Random Access Memories (2015-Ongoing)

Using my personal archive of family photos as a point of departure, Random Access Memories examines the intersection of memory, photography, and technology in an increasingly unstable media environment.

My family has kept a meticulous archive of photos, going back to 1890 (and further, had a fire in 1972 not destroyed a majority of the tintypes). The physical record of my family spans more than 100 years, but stops abruptly in the early 2000s as digital photography became increasingly popular. As I sorted through the photographs I was struck by the realization that most of the people staring back at me, my great-aunts and grandfathers, were complete strangers. Those memories only became real through my mother’s stories, which were imperfect retellings of the stories that had been told to her. Even as I looked into the eyes of my four year old self, I had no recollection of the scenes surrounding her. There was a distance from my own history that I wanted to confront.


Photographs have never been perfect translations of moments. The first iterations were sketchy, inscribed by light and revealed through a chemical process so they might resemble, as closely as possible, what was photographed. To be understood by human eyes, digital photographs require an additional layer of translation, resulting in two images: the one that is legible to the machine (a series of numbers, letters, and symbols) and the translated image that more closely mimics their analogue counterparts. These added layers make digital photography the most fragile iteration of the medium, and most similar to our own imperfect process of making and keeping memories.
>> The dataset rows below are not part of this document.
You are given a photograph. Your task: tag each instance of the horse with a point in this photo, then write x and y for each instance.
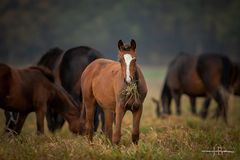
(66, 67)
(71, 67)
(31, 90)
(181, 78)
(116, 87)
(220, 76)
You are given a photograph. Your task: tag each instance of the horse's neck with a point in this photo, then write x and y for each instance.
(67, 108)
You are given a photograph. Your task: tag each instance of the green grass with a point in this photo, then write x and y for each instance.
(173, 137)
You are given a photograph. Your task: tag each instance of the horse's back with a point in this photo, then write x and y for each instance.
(182, 75)
(101, 67)
(51, 58)
(5, 80)
(215, 70)
(73, 63)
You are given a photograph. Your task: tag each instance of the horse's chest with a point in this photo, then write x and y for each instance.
(104, 95)
(19, 98)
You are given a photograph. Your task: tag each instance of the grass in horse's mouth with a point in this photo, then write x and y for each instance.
(130, 91)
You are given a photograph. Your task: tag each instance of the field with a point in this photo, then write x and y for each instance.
(173, 137)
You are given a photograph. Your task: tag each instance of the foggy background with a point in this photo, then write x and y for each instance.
(161, 28)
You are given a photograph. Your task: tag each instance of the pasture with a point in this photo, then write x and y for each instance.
(173, 137)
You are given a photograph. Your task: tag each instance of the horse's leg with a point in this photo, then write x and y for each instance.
(193, 104)
(102, 119)
(166, 104)
(11, 120)
(96, 118)
(89, 105)
(136, 122)
(221, 96)
(19, 123)
(120, 111)
(205, 107)
(40, 113)
(177, 96)
(108, 123)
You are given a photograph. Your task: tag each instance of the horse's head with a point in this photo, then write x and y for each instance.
(127, 59)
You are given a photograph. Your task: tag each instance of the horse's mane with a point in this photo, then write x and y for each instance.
(45, 71)
(180, 54)
(50, 57)
(68, 95)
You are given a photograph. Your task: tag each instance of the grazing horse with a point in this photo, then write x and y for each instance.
(219, 75)
(55, 121)
(181, 78)
(31, 90)
(67, 68)
(71, 67)
(116, 87)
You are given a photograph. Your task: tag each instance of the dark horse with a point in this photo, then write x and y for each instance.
(72, 65)
(67, 68)
(220, 77)
(31, 90)
(181, 78)
(208, 75)
(107, 83)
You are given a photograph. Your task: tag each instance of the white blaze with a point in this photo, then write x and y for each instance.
(128, 58)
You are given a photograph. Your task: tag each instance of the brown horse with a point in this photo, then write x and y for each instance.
(31, 90)
(107, 83)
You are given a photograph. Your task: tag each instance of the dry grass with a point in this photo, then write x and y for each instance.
(174, 137)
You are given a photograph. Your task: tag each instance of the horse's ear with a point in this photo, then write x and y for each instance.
(120, 44)
(133, 44)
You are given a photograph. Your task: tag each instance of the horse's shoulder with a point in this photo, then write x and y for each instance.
(5, 70)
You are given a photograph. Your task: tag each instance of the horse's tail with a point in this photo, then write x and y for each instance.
(45, 71)
(50, 58)
(227, 73)
(158, 112)
(165, 97)
(165, 91)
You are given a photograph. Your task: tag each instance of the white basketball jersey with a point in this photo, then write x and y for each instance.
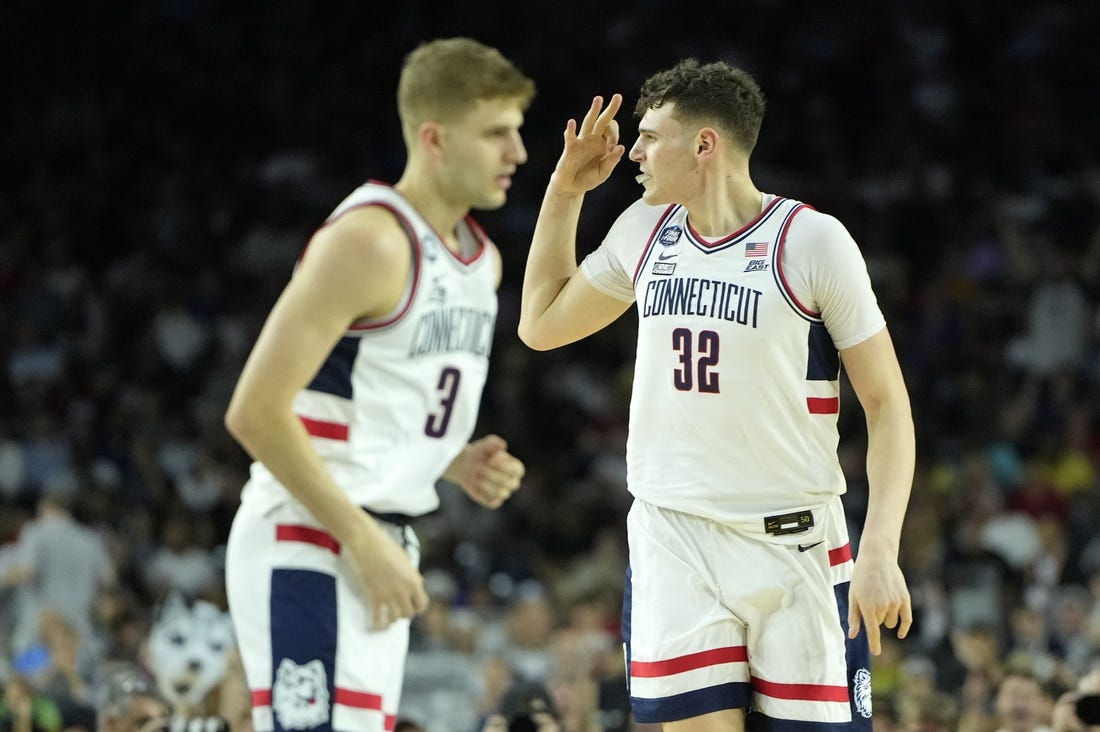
(397, 397)
(736, 392)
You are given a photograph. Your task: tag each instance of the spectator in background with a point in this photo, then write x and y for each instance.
(65, 565)
(129, 702)
(1022, 705)
(24, 709)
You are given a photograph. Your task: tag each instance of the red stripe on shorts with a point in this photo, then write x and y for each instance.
(800, 691)
(689, 663)
(823, 404)
(326, 429)
(839, 555)
(359, 699)
(306, 535)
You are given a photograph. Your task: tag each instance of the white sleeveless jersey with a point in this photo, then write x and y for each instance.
(736, 391)
(397, 397)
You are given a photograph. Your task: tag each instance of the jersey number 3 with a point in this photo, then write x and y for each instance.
(699, 358)
(449, 388)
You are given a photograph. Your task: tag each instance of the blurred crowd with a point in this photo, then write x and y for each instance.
(164, 163)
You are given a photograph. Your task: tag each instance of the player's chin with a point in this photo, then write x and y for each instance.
(491, 200)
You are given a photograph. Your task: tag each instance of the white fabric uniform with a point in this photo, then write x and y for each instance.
(734, 419)
(389, 408)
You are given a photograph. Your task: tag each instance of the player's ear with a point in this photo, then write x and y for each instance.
(706, 142)
(430, 137)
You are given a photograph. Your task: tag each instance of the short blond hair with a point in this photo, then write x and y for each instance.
(442, 79)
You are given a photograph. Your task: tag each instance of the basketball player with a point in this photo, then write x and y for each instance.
(361, 392)
(738, 596)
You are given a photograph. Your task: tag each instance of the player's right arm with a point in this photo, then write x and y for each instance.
(354, 268)
(559, 306)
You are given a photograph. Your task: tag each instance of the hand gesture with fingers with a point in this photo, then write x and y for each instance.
(592, 150)
(393, 586)
(486, 471)
(878, 597)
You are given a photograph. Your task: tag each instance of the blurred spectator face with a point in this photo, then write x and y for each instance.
(1021, 705)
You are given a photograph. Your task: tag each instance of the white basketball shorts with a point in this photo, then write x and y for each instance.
(311, 659)
(715, 619)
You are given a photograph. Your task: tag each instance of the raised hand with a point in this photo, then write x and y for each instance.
(486, 471)
(592, 149)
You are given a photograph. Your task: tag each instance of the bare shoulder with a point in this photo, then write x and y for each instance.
(370, 231)
(362, 258)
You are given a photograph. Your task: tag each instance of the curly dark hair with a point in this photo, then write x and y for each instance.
(714, 94)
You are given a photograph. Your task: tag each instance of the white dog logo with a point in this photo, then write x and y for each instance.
(300, 695)
(861, 681)
(189, 648)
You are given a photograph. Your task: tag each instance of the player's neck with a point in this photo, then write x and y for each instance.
(433, 205)
(724, 207)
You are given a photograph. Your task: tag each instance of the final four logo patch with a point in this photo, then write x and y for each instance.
(670, 236)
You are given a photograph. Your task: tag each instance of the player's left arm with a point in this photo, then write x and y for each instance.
(878, 592)
(486, 471)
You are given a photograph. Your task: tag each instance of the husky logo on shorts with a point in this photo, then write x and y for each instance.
(861, 690)
(300, 695)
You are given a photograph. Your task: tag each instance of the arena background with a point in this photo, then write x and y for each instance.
(164, 162)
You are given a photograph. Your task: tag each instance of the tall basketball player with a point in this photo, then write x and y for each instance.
(361, 392)
(741, 592)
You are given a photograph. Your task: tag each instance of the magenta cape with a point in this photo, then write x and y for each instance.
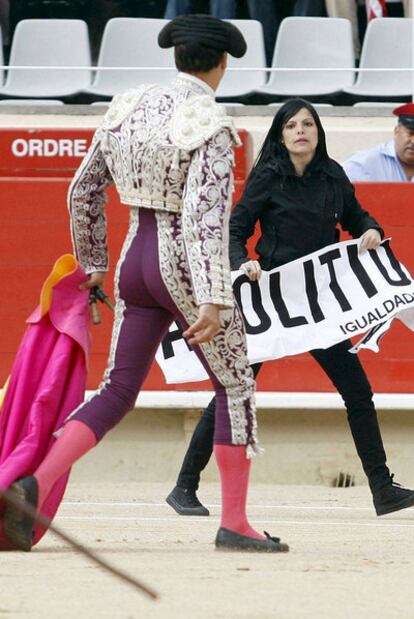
(47, 381)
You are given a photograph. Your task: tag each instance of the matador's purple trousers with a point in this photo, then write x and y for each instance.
(144, 311)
My interest with this body of work rests on the malleability of our memories and the fragile methods by which we keep them. To explore this, I digitized my family’s archive, but disrupt the translation of those memories by meticulously editing the code and breaking down the structure of the digital file until it becomes incoherent to both machine and human eyes. The disruptions range from subtle to extreme, becoming more volatile with each retelling and translation of the file.